Let It Go Crash (Elixir)
Elixir (and its Erlang foundations) embraces a fundamentally different philosophy: don’t prevent all errors - expect them, isolate them, and recover from them.
Instead of striving for defensive, error-free code at every level, Elixir leverages lightweight, isolated processes and robust supervision trees. Each process operates independently. When a failure occurs, it doesn’t propagate through shared memory or unwind a global stack. The process simply crashes – and a supervisor decides what to do next.
Here, errors are also values, represented as tagged tuples {:ok, value} and {:error, reason}. Functions return these tuples, and you pattern match on them to handle success and failure cases explicitly.
case do_something() do
{:ok, result} ->
next_step(result)
{:error, reason} ->
handle(reason)
_ ->
# Catch-all for any other return value
IO.puts("Unexpected result")
endThis design makes fault tolerance an architectural feature, not an implementation detail. Pattern matching ensures that error handling remains explicit and readable. Elixir’s paradigm forces you to think about the not-so-happy path from the beginning. Every function that returns :ok or :error reminds you that failure is part of the domain. You can’t ignore it – you have to model it.
Unlike Go, where the programmer is responsible for inspecting and propagating every error manually, Elixir encourages you to crash early and let the system self-heal. Resilience is not patched in – it’s built in.
Conclusion: Errors Are the Norm, Not the Exception
There is no perfect model. But there are better tradeoffs.
Every meaningful computation—every I/O operation, API call, database query – can fail. Yet most programming languages treat error handling as a second-class concern: either overly verbose, dangerously ignorable, or both. The happy path is (almost) always easy to write.

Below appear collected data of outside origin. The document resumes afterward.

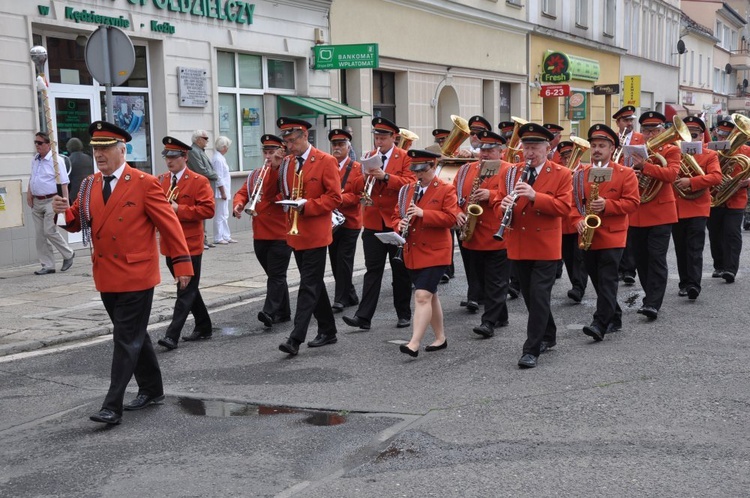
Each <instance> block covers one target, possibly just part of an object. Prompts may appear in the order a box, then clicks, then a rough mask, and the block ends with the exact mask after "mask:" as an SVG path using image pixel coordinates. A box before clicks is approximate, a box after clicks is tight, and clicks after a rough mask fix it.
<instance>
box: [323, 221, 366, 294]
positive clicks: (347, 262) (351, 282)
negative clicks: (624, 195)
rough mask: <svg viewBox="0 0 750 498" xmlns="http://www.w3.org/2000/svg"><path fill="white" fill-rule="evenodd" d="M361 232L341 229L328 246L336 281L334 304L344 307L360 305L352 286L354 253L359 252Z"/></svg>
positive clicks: (335, 279)
mask: <svg viewBox="0 0 750 498" xmlns="http://www.w3.org/2000/svg"><path fill="white" fill-rule="evenodd" d="M359 232H360V229H359V228H345V227H340V228H339V229H338V230H336V233H334V234H333V242H331V245H330V246H328V258H329V260H330V261H331V270H332V271H333V278H334V279H335V280H336V290H335V292H334V295H333V302H335V303H341V304H343V305H344V306H354V305H355V304H358V303H359V296H357V291H356V290H354V284H352V273H353V272H354V253H355V252H356V250H357V238H358V236H359Z"/></svg>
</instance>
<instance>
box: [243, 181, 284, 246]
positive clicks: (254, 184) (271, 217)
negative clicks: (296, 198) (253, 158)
mask: <svg viewBox="0 0 750 498" xmlns="http://www.w3.org/2000/svg"><path fill="white" fill-rule="evenodd" d="M260 171H261V170H260V169H256V170H254V171H253V172H251V173H250V174H249V175H248V177H247V181H246V182H245V184H244V185H243V186H241V187H240V188H239V190H237V192H236V193H235V194H234V199H233V200H232V206H237V205H238V204H239V205H240V206H242V207H243V208H244V207H245V206H246V205H247V203H249V202H250V195H251V194H252V191H253V188H254V186H255V182H256V180H257V179H258V175H260ZM280 200H281V192H280V191H279V170H278V169H273V168H269V169H268V173H266V177H265V178H264V179H263V187H262V188H261V194H260V200H258V202H257V203H256V204H255V212H256V213H258V214H257V216H252V217H251V218H252V220H253V238H254V239H256V240H286V232H287V230H288V228H287V227H286V213H285V212H284V206H281V205H279V204H276V201H280Z"/></svg>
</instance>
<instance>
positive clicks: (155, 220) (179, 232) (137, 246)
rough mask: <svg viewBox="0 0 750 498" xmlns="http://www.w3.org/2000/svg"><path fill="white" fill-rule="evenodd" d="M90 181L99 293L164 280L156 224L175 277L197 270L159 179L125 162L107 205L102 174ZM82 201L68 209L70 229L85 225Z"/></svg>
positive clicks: (156, 226)
mask: <svg viewBox="0 0 750 498" xmlns="http://www.w3.org/2000/svg"><path fill="white" fill-rule="evenodd" d="M87 182H92V183H91V196H90V203H89V212H90V215H91V220H90V227H91V239H92V245H93V247H92V250H91V262H92V263H93V272H94V283H95V284H96V290H98V291H99V292H134V291H140V290H146V289H151V288H152V287H155V286H156V285H157V284H158V283H159V281H160V280H161V274H160V270H159V250H158V249H157V247H156V229H157V228H158V229H159V234H160V237H161V240H162V243H163V244H164V247H166V248H167V253H168V255H169V256H170V257H171V258H172V261H173V262H174V272H175V276H178V277H181V276H188V275H193V263H192V261H191V260H190V254H189V251H188V246H187V243H186V242H185V236H184V235H183V234H182V228H181V227H180V222H179V220H178V219H177V215H176V214H175V213H174V210H173V209H172V206H170V205H169V203H168V202H167V199H166V197H165V196H164V190H162V188H161V186H160V185H159V181H158V180H157V179H156V178H155V177H153V176H151V175H149V174H147V173H144V172H142V171H139V170H137V169H135V168H131V167H130V166H129V165H126V166H125V170H124V171H123V173H122V176H120V178H119V179H118V180H117V185H116V186H115V189H114V190H113V191H112V196H111V197H110V198H109V200H108V201H107V204H106V205H105V204H104V199H103V198H102V174H101V173H95V174H94V175H91V176H89V177H88V178H87V179H86V180H84V183H83V184H82V186H81V189H82V190H84V188H85V187H86V183H87ZM80 214H81V211H80V209H79V205H78V200H76V201H75V202H74V203H73V206H72V207H71V208H70V209H68V210H67V211H66V212H65V219H66V220H67V221H68V224H67V225H66V226H65V229H66V230H68V231H69V232H78V231H80V230H81V228H82V227H81V217H80Z"/></svg>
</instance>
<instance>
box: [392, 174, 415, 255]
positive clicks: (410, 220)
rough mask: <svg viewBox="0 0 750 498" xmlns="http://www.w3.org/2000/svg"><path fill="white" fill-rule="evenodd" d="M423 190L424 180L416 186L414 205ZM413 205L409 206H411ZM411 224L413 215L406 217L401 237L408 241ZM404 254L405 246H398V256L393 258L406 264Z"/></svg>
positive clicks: (397, 253)
mask: <svg viewBox="0 0 750 498" xmlns="http://www.w3.org/2000/svg"><path fill="white" fill-rule="evenodd" d="M421 189H422V180H417V183H416V185H415V186H414V196H413V197H412V198H411V202H412V204H416V203H417V197H418V196H419V191H420V190H421ZM410 205H411V204H409V206H410ZM409 206H406V209H404V212H406V210H407V209H409ZM409 223H411V215H407V216H406V225H405V226H404V229H403V230H401V237H402V238H404V239H406V238H407V237H408V236H409ZM403 253H404V246H398V249H397V250H396V255H395V256H393V259H395V260H396V261H401V262H402V263H403V262H404V259H403Z"/></svg>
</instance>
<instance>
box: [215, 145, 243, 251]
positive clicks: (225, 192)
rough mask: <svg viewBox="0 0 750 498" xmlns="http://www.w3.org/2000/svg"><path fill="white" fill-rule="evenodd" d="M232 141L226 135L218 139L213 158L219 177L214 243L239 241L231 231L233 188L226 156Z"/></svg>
mask: <svg viewBox="0 0 750 498" xmlns="http://www.w3.org/2000/svg"><path fill="white" fill-rule="evenodd" d="M230 145H232V141H231V140H230V139H229V138H227V137H224V136H221V137H219V138H217V139H216V142H215V143H214V150H215V152H214V155H213V157H212V158H211V166H212V167H213V169H214V171H215V172H216V175H217V176H218V179H217V180H216V199H215V201H216V214H215V215H214V244H229V243H233V242H237V241H236V240H234V239H233V238H232V234H231V233H229V221H228V220H229V201H228V200H227V199H228V197H229V192H230V191H231V188H232V178H231V177H230V176H229V165H228V164H227V160H226V158H225V157H224V156H225V155H226V153H227V151H228V150H229V146H230Z"/></svg>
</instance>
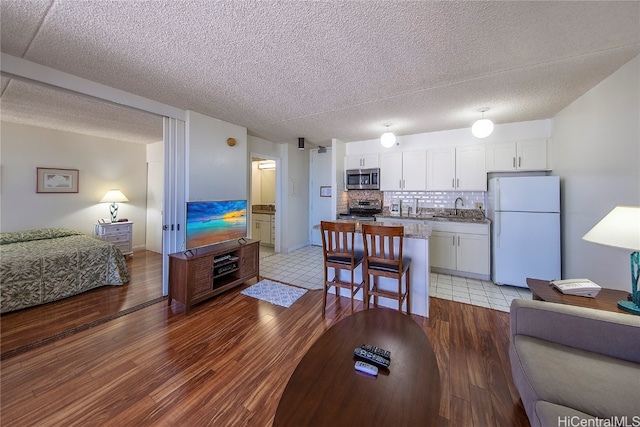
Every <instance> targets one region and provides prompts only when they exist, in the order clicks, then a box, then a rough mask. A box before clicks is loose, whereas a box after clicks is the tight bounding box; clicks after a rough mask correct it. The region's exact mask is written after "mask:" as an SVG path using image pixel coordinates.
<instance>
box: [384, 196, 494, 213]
mask: <svg viewBox="0 0 640 427" xmlns="http://www.w3.org/2000/svg"><path fill="white" fill-rule="evenodd" d="M383 194H384V201H383V205H384V206H387V207H388V206H390V205H391V201H392V200H395V199H400V200H402V202H403V203H409V204H412V203H413V201H414V200H415V199H418V207H419V208H420V209H444V208H453V207H454V203H455V201H456V199H457V198H458V197H460V198H461V199H462V201H463V205H462V206H460V205H458V208H460V209H475V208H476V203H481V204H482V209H483V210H486V205H487V202H486V193H485V192H484V191H385V192H384V193H383Z"/></svg>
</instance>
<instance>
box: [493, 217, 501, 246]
mask: <svg viewBox="0 0 640 427" xmlns="http://www.w3.org/2000/svg"><path fill="white" fill-rule="evenodd" d="M500 217H501V213H500V212H496V216H495V220H496V223H495V225H494V226H495V228H496V247H497V248H499V247H500V231H501V230H500Z"/></svg>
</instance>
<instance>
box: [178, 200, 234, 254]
mask: <svg viewBox="0 0 640 427" xmlns="http://www.w3.org/2000/svg"><path fill="white" fill-rule="evenodd" d="M186 234H187V244H186V246H187V249H191V248H196V247H199V246H205V245H211V244H213V243H219V242H224V241H227V240H232V239H239V238H241V237H245V236H246V235H247V201H246V200H230V201H215V202H189V203H187V233H186Z"/></svg>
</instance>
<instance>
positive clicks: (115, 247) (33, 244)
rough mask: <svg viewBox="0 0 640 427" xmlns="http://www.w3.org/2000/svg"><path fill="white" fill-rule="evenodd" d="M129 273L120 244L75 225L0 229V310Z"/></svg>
mask: <svg viewBox="0 0 640 427" xmlns="http://www.w3.org/2000/svg"><path fill="white" fill-rule="evenodd" d="M129 279H130V277H129V271H128V269H127V264H126V262H125V259H124V256H123V255H122V253H121V252H120V250H119V249H118V248H116V247H115V246H114V245H112V244H111V243H108V242H105V241H102V240H99V239H96V238H93V237H90V236H87V235H85V234H82V233H80V232H78V231H74V230H67V229H59V228H47V229H40V230H29V231H25V232H14V233H0V313H6V312H9V311H14V310H18V309H21V308H26V307H31V306H34V305H39V304H44V303H47V302H50V301H55V300H59V299H62V298H66V297H69V296H72V295H76V294H79V293H81V292H85V291H88V290H89V289H93V288H97V287H100V286H105V285H122V284H124V283H125V282H128V281H129Z"/></svg>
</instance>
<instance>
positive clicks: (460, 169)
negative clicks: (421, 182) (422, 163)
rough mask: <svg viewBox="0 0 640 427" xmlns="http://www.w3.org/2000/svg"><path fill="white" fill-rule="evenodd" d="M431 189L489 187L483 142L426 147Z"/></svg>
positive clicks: (452, 188) (460, 188) (484, 188)
mask: <svg viewBox="0 0 640 427" xmlns="http://www.w3.org/2000/svg"><path fill="white" fill-rule="evenodd" d="M427 190H428V191H451V190H454V191H487V171H486V169H485V148H484V145H469V146H463V147H444V148H433V149H429V150H427Z"/></svg>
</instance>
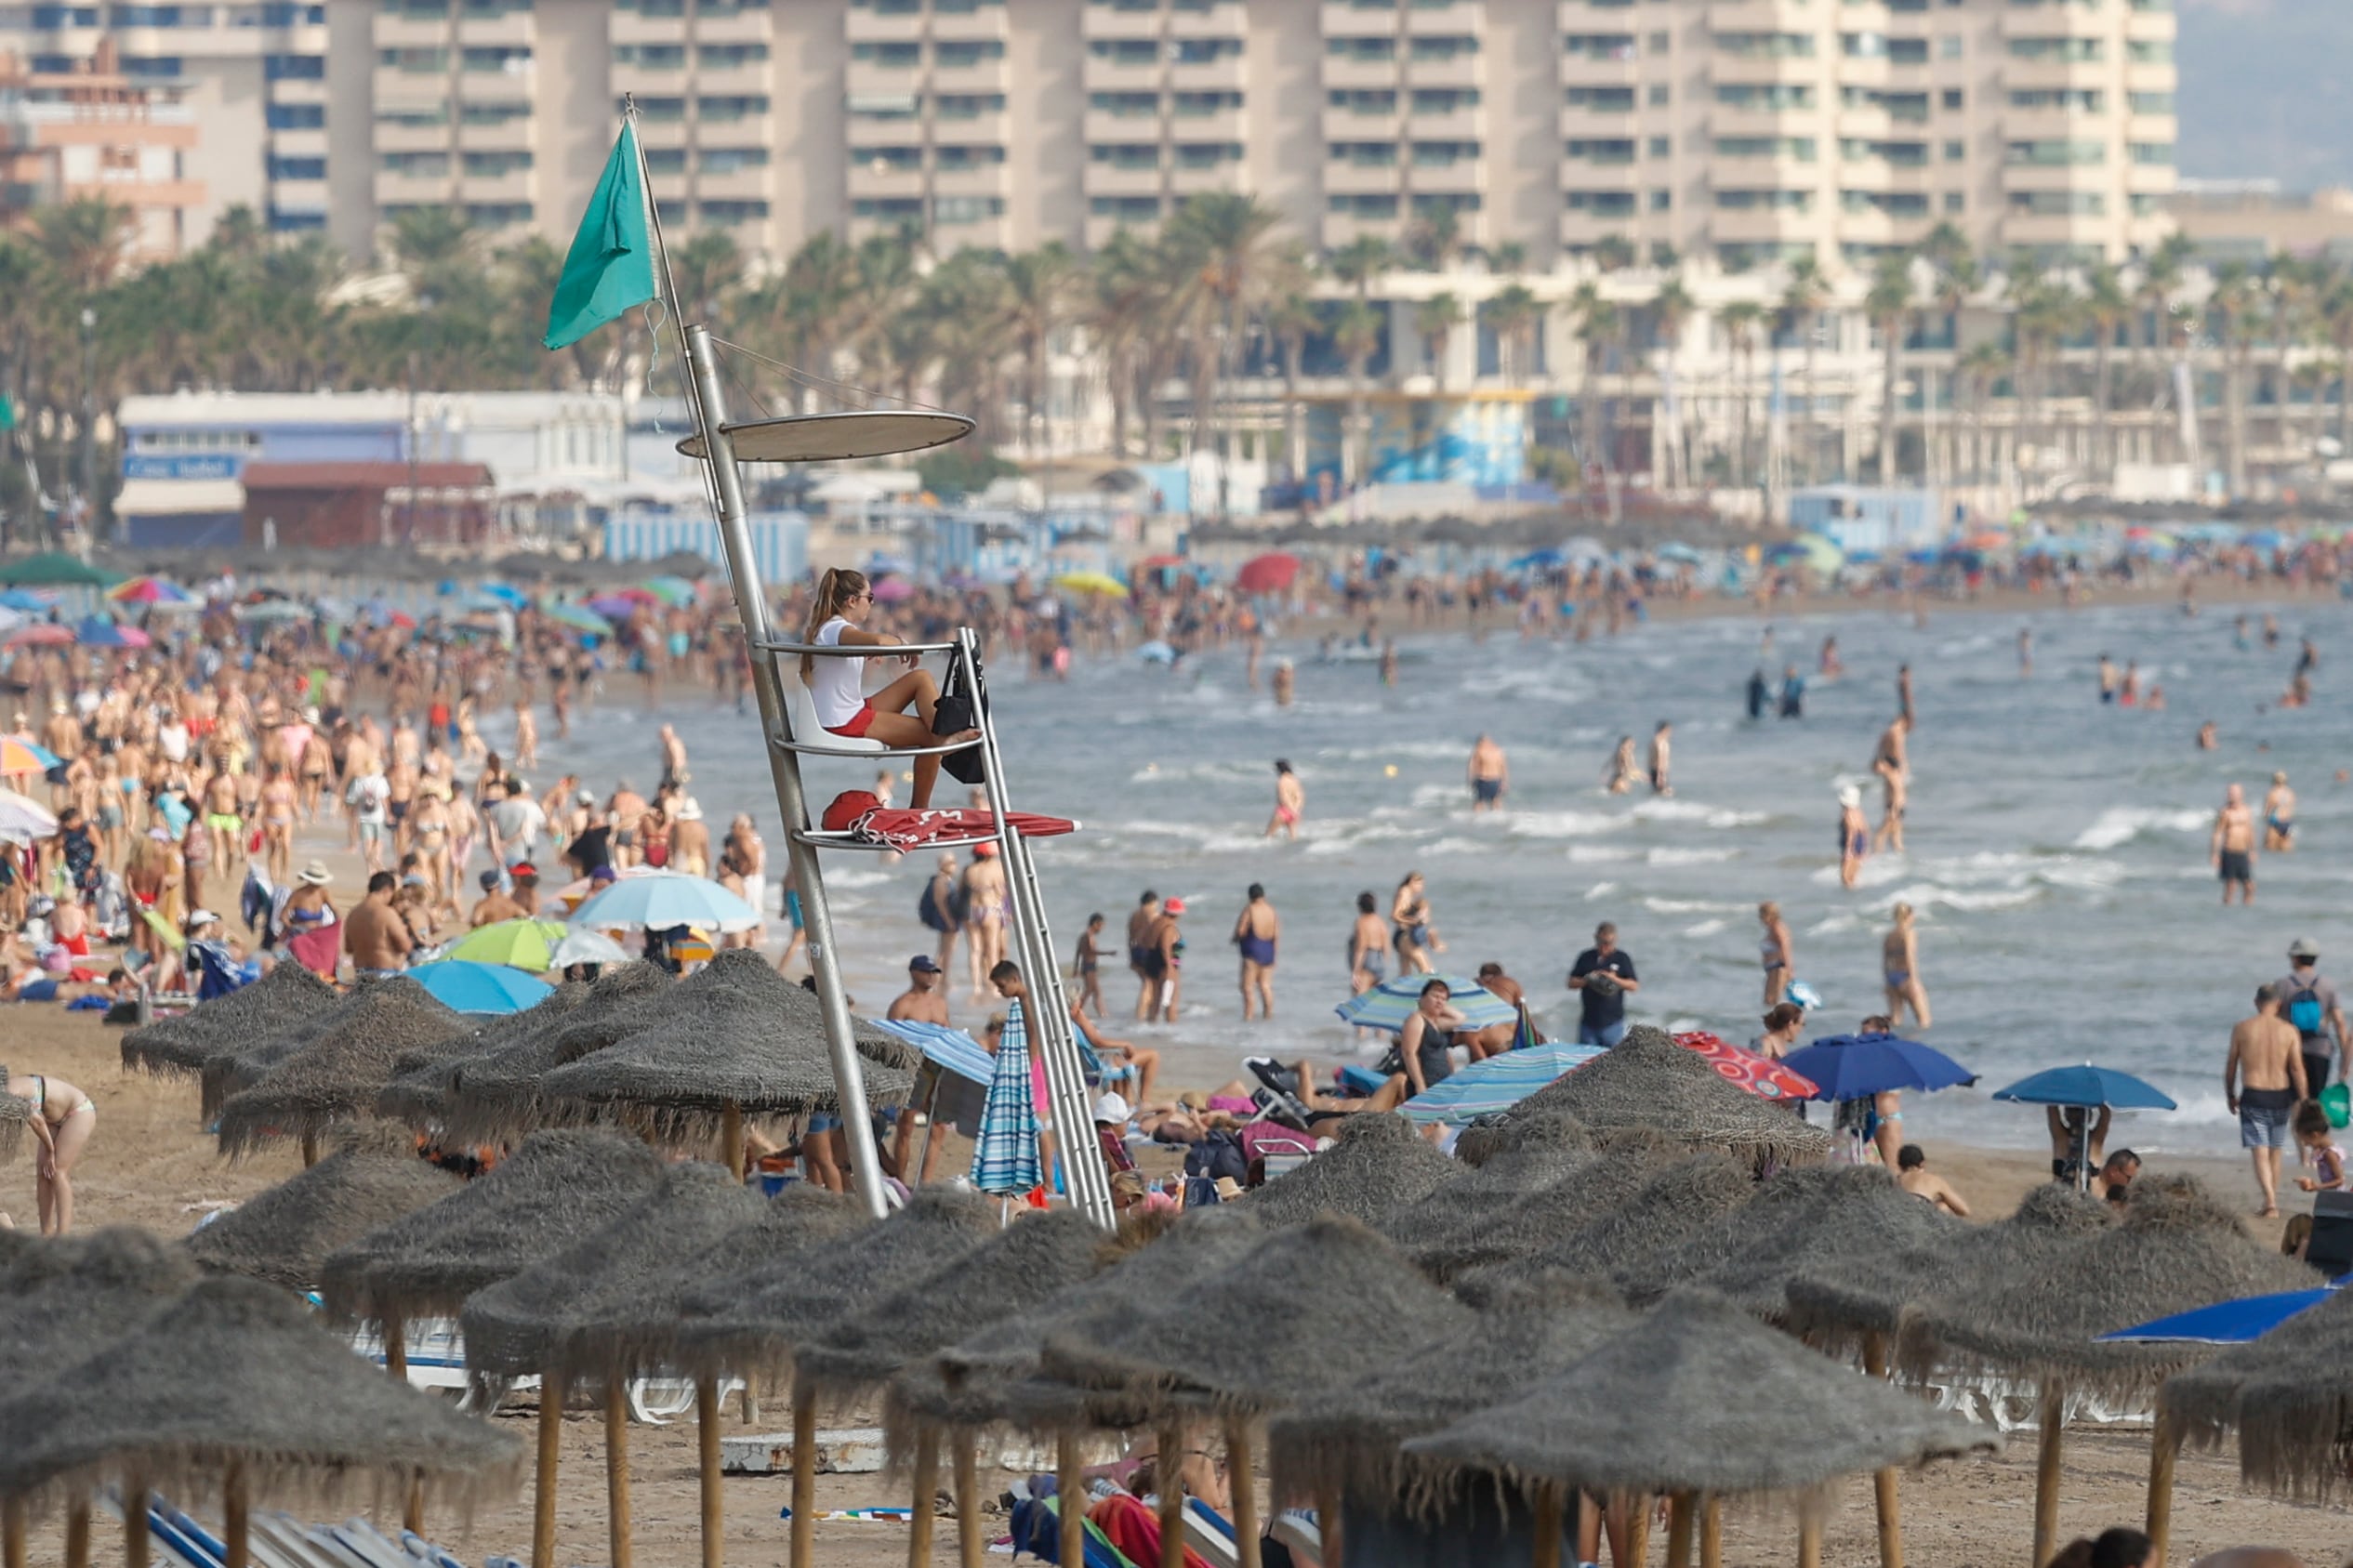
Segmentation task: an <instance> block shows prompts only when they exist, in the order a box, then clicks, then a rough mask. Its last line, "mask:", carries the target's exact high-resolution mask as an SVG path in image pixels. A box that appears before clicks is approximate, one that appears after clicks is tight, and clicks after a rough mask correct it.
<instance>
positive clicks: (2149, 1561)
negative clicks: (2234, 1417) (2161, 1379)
mask: <svg viewBox="0 0 2353 1568" xmlns="http://www.w3.org/2000/svg"><path fill="white" fill-rule="evenodd" d="M2179 1453H2181V1432H2179V1429H2174V1425H2172V1422H2169V1420H2165V1396H2162V1394H2160V1396H2158V1425H2155V1429H2153V1432H2151V1434H2148V1526H2146V1528H2148V1568H2165V1547H2167V1542H2169V1537H2172V1533H2174V1458H2177V1455H2179Z"/></svg>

The hard part is everything else.
There’s no silver bullet. But there are better tradeoffs – depending on your constraints, goals, and team culture. Personally, my thoughts on error handling have evolved over time. In the past, I leaned towards leveraging the type system to make errors explicit, like Haskell and Rust. But lately, I’ve come to appreciate the simplicity of Odin’s approach, which balances explicitness with conciseness and Elixir’s philosophy of embracing failure as a first-class concern rather than defensive coding.
Errors are the norm, not the exception. The best systems are those that make handling them not only simple, but obvious.